Wöchentliche Newsletter

Traditionen zur Weinlese – Spiel, Spaß, Gemeinschaft

Ungarn Heute 2023.09.18.

Die Weinlese ist in vollem Gange, überall im Land gibt es Erntefeste und Menschenmassen, die feiern und Spaß haben. Wir geben Ihnen im folgenden Artikel einen Einblick über die Traditionen der Weinlese in unserem Land.

Die Arbeit, die den Erntefesten vorausgeht, hat sich im Laufe der Jahrhunderte nicht verändert, ebenso wenig wie die Tatsache, dass man selbst in den großen Weinkellereien auf die Hilfe von Verwandten und Freunden zählen kann. Das unvergleichliche Panorama der Weinberge beflügelt auch die Phantasie von Immobilieninvestoren, und ein Weinkeller ist auch für Laien eine große Bereicherung.

Weinernte im Jahr 1914, Foto: Facebook/Szucs Sandor

Der Weinbau wird im Karpatenbecken seit Jahrhunderten betrieben, und obwohl auch heute noch Erntefeste abgehalten werden, hatte das Ereignis früher eine viel größere Tradition: Im 16. und 17. Jahrhundert wurde während der Weinlese sogar die Strafverfolgung ausgesetzt.

Der Erntefest-Ball hatte eine besondere gesellschaftliche Bedeutung, und in einigen Dörfern glaubte man sogar, dass, wenn man auf diesem Ball keinen Partner findet, man für immer allein bleiben würde. Der Überlieferung nach pflückten die Frauen die Trauben, während die Männer die Ernte in Bütten sammelten.

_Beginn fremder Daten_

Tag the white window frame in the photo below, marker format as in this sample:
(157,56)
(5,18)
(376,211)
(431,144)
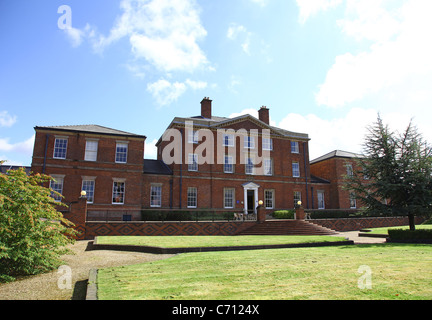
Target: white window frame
(295,147)
(91,150)
(269,200)
(228,165)
(57,185)
(268,166)
(88,181)
(297,197)
(192,197)
(123,145)
(353,200)
(249,142)
(122,193)
(296,169)
(321,199)
(155,195)
(60,149)
(249,166)
(267,144)
(229,197)
(193,162)
(228,140)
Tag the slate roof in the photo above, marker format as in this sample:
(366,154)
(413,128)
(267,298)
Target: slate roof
(92,128)
(338,154)
(5,168)
(156,167)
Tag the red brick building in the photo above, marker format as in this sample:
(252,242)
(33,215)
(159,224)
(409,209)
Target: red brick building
(333,167)
(204,162)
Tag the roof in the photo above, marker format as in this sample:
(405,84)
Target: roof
(5,168)
(92,128)
(156,167)
(337,154)
(216,122)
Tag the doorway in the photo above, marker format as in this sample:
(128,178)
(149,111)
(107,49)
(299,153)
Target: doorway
(251,201)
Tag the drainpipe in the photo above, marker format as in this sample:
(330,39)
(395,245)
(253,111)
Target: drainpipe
(307,191)
(45,153)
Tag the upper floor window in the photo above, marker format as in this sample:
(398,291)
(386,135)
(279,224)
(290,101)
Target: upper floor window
(267,144)
(268,167)
(91,150)
(296,169)
(57,185)
(295,147)
(249,142)
(350,171)
(228,165)
(249,166)
(228,140)
(121,152)
(88,187)
(60,148)
(193,136)
(193,162)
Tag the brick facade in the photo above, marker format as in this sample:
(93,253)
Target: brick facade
(109,164)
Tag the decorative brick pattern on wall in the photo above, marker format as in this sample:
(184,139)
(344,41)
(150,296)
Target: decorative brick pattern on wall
(94,229)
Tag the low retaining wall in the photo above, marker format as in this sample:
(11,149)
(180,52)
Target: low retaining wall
(354,224)
(94,229)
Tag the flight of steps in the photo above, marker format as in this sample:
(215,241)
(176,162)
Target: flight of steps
(287,227)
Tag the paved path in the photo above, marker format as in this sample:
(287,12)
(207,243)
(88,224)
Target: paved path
(354,235)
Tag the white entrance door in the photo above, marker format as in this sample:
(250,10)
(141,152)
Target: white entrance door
(250,197)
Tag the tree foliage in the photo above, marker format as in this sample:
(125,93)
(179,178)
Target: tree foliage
(33,234)
(398,172)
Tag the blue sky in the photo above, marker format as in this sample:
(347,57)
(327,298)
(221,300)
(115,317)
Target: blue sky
(323,67)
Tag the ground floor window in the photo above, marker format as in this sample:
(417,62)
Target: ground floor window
(353,202)
(269,199)
(118,192)
(321,203)
(192,197)
(297,198)
(229,198)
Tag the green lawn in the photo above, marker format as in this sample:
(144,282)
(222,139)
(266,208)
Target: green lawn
(210,241)
(385,229)
(398,272)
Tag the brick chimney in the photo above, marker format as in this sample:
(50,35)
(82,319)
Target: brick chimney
(264,115)
(206,108)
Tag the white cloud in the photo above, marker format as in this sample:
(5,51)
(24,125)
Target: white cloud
(309,8)
(163,32)
(261,3)
(150,149)
(395,67)
(166,92)
(6,120)
(236,31)
(24,147)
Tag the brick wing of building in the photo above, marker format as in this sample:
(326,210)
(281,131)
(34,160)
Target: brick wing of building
(204,162)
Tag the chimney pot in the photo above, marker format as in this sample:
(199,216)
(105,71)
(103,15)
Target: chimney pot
(206,111)
(263,114)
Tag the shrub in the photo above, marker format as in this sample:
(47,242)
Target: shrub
(32,232)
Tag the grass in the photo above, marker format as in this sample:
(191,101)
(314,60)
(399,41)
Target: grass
(398,272)
(212,241)
(385,229)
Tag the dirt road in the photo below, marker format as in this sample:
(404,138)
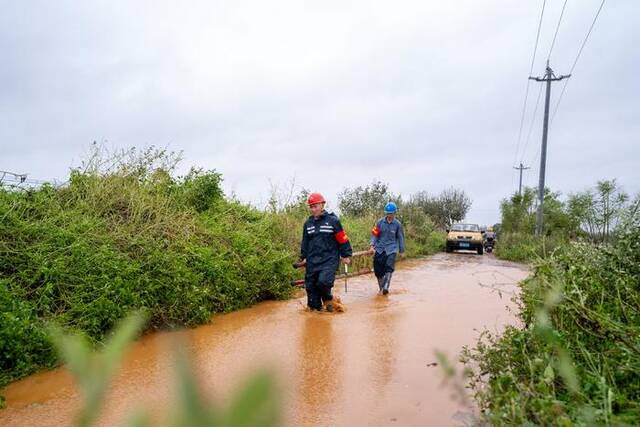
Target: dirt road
(372,365)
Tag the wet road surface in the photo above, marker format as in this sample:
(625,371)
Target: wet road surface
(372,365)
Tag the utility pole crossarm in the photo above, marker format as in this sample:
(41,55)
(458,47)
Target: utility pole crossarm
(548,78)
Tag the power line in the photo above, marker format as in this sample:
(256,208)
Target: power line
(584,42)
(548,78)
(533,120)
(553,43)
(526,93)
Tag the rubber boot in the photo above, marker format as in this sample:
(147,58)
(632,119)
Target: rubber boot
(387,283)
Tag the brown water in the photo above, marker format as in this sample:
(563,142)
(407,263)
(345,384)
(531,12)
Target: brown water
(369,366)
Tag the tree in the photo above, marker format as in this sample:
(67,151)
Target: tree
(598,211)
(452,205)
(361,201)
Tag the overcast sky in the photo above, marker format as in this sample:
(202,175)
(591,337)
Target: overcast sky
(422,95)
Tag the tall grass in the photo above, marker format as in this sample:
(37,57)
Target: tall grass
(576,357)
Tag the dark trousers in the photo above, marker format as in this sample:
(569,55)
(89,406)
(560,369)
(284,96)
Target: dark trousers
(383,263)
(318,285)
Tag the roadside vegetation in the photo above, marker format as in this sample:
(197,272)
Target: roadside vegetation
(575,357)
(126,233)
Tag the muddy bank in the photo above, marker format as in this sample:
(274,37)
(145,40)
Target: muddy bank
(368,366)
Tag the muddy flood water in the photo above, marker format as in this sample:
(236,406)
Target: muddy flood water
(372,365)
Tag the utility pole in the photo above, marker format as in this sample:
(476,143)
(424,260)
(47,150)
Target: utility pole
(520,168)
(548,77)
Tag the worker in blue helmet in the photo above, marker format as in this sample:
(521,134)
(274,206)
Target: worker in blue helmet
(387,240)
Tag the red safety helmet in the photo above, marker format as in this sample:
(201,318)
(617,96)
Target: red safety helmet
(315,198)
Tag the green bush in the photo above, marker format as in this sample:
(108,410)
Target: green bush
(523,247)
(84,255)
(576,357)
(133,237)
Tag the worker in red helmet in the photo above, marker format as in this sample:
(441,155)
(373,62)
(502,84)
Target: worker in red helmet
(324,243)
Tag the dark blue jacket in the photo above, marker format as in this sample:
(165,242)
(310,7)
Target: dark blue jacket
(388,236)
(324,241)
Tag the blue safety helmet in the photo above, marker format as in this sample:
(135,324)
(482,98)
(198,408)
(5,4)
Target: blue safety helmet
(390,208)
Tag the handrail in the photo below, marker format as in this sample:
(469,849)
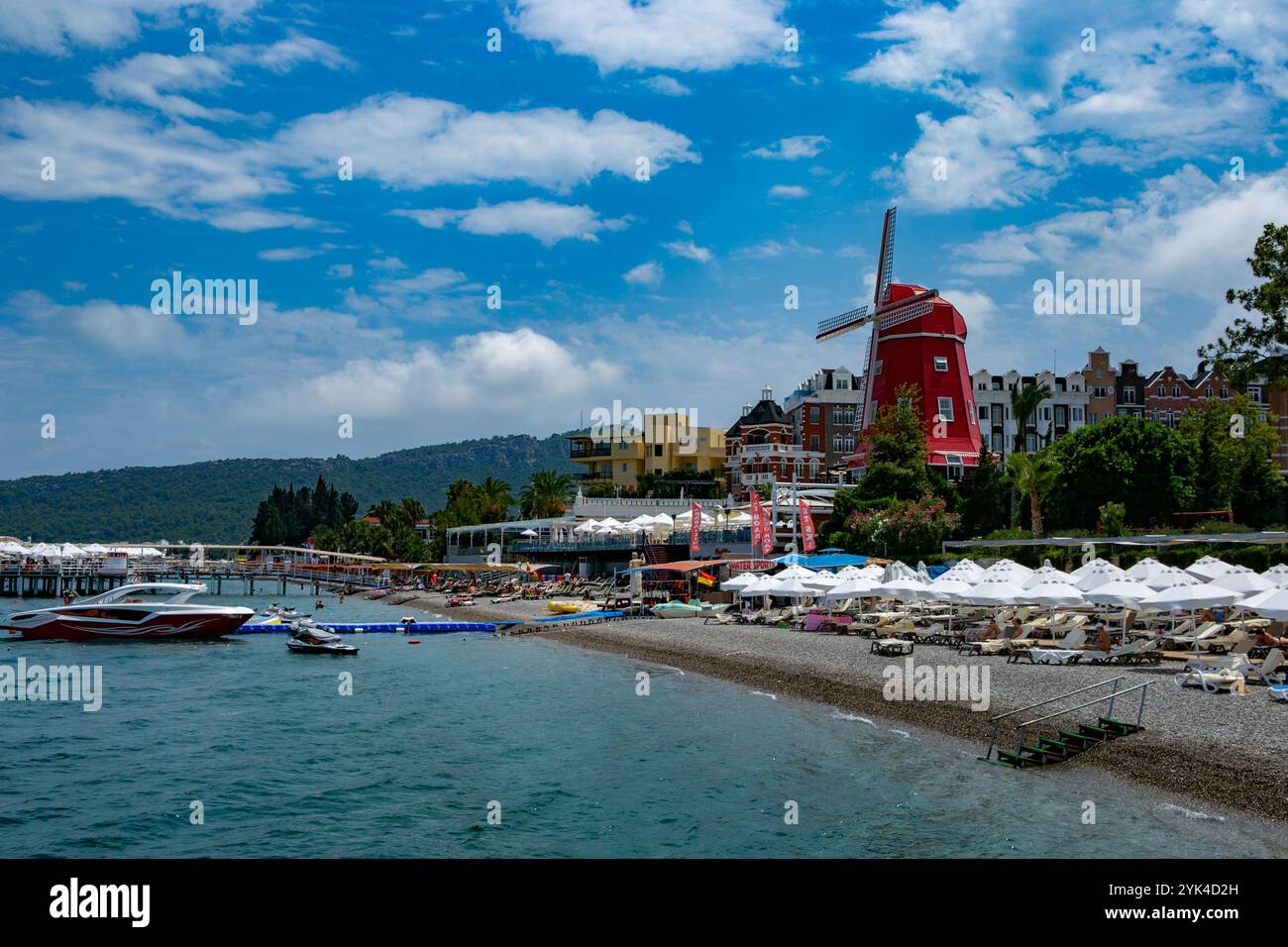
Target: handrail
(1050,699)
(1081,706)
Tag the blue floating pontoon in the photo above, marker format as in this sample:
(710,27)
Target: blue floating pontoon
(377,628)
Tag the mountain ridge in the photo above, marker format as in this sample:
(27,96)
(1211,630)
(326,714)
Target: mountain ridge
(214,500)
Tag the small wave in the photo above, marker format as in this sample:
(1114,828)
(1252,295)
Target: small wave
(838,715)
(1190,813)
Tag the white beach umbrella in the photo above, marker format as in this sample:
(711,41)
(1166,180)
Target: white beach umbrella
(1167,577)
(1209,569)
(1243,579)
(1119,591)
(898,570)
(1271,603)
(823,579)
(1276,574)
(995,590)
(1189,596)
(739,581)
(1056,594)
(1144,569)
(794,586)
(795,573)
(1096,573)
(903,589)
(850,587)
(967,570)
(948,589)
(1008,569)
(1047,574)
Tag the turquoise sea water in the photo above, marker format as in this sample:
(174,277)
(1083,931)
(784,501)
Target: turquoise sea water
(580,764)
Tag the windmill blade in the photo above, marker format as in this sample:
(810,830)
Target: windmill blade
(842,324)
(885,260)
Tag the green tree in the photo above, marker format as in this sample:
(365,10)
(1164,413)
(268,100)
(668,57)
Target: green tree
(984,496)
(1253,348)
(1024,405)
(1033,475)
(1234,459)
(1125,459)
(493,500)
(897,454)
(545,495)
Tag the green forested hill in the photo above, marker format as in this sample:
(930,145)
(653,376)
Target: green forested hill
(214,501)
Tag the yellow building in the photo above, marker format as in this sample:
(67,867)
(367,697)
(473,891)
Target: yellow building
(621,453)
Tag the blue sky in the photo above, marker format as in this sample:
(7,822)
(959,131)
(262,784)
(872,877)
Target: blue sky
(518,169)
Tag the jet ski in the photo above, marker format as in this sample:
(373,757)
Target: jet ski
(309,638)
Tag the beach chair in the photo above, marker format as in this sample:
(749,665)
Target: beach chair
(1140,651)
(1262,673)
(1203,633)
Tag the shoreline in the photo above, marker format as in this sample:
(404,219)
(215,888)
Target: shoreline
(1192,763)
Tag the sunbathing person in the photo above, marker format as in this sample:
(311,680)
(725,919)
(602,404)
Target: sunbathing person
(1103,642)
(1267,641)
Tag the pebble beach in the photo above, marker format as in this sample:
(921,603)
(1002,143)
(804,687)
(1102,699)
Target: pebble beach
(1224,751)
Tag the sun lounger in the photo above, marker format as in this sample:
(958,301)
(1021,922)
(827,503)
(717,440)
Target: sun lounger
(892,647)
(1137,652)
(1262,673)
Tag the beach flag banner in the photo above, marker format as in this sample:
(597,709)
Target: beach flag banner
(806,527)
(761,530)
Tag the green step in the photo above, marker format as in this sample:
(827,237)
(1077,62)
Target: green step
(1083,740)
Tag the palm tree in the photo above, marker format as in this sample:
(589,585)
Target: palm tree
(545,493)
(493,500)
(1024,405)
(1033,474)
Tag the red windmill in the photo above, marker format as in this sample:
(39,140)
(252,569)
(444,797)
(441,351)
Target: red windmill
(917,338)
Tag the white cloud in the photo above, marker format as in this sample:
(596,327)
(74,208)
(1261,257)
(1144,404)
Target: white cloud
(690,250)
(668,85)
(510,365)
(793,149)
(787,192)
(55,26)
(768,249)
(176,169)
(149,77)
(644,274)
(665,34)
(545,221)
(132,331)
(408,142)
(287,254)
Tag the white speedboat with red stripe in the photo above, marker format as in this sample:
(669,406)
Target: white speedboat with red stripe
(127,615)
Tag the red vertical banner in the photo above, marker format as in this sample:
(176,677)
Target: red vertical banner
(806,527)
(761,530)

Andrea Gere, Vertreterin der siebten Generation der Winzerfamilie Villány, erklärte gegenüber Világgazdaság,  dass heutzutage, während der Weinlese, sich die Zahl der fest angestellten Mitarbeiter in den Weinbergen verdoppelt, d.h. sie beschäftigen etwa vierzig Personen. Die Arbeitskräfte werden von Lohnunternehmern gestellt, die Saisonarbeiter anwerben. Die Tagelöhner ernten die Trauben für 1900-2000 Forint pro Stunde (ca. 5 Euro). Es handelt sich in der Regel um Fachkräfte, die regelmäßig zur Ernte kommen und dafür sorgen, dass die von den Rebstöcken fallenden Trauben in die Kisten kommen.

Villány im Komitat Baranya, Foto: Facebook/Gere Attila Pincészete

Die Weinlese auf dem Weingut Gere dauert von der zweiten Augusthälfte bis Mitte Oktober und beginnt mit leichten Weiß- und Roséweinen und endet mit schweren Rotweinen.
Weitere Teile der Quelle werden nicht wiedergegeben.